Secretary of State Colin Powell said Thursday he expects Security Council action "in the very near future" on a revised U.S.-sponsored resolution giving the United Nations a larger role in Iraqi peacekeeping and reconstruction. Administration officials meanwhile are claiming progress in preparations for an Iraq donors conference later this month in Madrid.
The secretary of state says the resolution, presented at the U.N. Wednesday, tries to be responsive to countries which have been pressing for the swift hand over of power to a sovereign Iraqi government.
But the revised draft contains no specific timetable for the transition, and Mr. Powell told reporters at Washington's Foreign Press Center it is a "bit naive" to suggest that full responsibilities can be given to the appointed Iraqi Governing Council in the next couple of months.
"We have to do it in a careful, responsible, way in order to make sure that we do not leave a failed state behind, that we leave a vibrant, thriving state," he said. "And that will take time, it will take a great deal of money, and it will take the continued presence of an organized authority, such as the Coalition Provisional Authority, with the military, economic, civilian and other assets that the coalition provisional authority has access to."
Mr. Powell said Iraq must have a constitutionally elected government before a transfer can occur, and he said as much as the United States would like to see this happen tomorrow, "it will take time."
"Ministries have to come up. Institutions have to be in place," he said. "A constitution has to be in place. Otherwise, what are you resting the nation on? To whom are you giving authority. And on what authority will they act, unless it's the authority contained in a constitution, and unless the people in charge of executing that constitution have a legitimacy of an election based on that constitution."

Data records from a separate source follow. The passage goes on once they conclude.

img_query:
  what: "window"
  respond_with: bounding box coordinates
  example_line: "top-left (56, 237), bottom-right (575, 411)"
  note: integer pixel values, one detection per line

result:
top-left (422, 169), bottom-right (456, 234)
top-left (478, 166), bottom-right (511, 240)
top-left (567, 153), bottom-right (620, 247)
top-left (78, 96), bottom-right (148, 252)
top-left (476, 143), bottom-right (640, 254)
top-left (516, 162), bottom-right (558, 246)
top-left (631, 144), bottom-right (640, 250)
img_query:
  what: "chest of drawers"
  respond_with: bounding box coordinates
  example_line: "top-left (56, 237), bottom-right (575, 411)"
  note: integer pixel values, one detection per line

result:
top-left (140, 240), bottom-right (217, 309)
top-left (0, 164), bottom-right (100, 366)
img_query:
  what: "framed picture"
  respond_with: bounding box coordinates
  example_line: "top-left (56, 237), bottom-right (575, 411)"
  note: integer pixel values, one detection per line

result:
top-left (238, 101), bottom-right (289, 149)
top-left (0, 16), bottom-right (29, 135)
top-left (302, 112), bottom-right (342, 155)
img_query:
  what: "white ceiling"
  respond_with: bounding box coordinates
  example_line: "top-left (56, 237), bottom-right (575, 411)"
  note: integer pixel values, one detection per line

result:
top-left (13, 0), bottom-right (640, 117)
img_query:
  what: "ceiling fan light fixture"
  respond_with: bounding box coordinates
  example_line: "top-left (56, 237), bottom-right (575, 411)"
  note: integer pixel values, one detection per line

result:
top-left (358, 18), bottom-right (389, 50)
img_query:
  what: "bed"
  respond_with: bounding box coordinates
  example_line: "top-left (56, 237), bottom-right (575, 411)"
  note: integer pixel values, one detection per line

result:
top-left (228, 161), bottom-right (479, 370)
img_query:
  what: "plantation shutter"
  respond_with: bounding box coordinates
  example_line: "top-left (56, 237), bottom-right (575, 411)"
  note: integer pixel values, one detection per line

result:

The draft resolution calls for a new U.N. multinational force in Iraq that would be under American command, and also provides for a broader U.N. role in the political transition.
It also urges U.N. members to contribute to Iraq's reconstruction, and U.S. officials hope it can be enacted before an international donor's conference for Iraq opens October 23 in Madrid.
A preparatory meeting for the conference ended Thursday in Madrid and senior Bush administration officials, in a telephone hook-up from Spain, told State Department reporters that 59 countries have agreed to take part.
The United Nations and World Bank estimate that Iraq will need $55 billion in reconstruction aid over the next four years - as much as $20 billion of which would be provided under the Bush administration's supplemental spending request to Congress for Iraq .
There have been press reports that the Madrid conference might only yield one or two billion dollars in pledges.
The senior U.S. officials declined to make forecasts but said they were optimistic, based on the preliminary meeting, that other countries understand the "security stake" in assuring a stable Iraq.
They said there was "no magic number" in dollar terms that would define success for the Madrid meeting. However, they it is important that Iraqis see evidence of the "depth and breadth" of the international commitment to the country's recovery.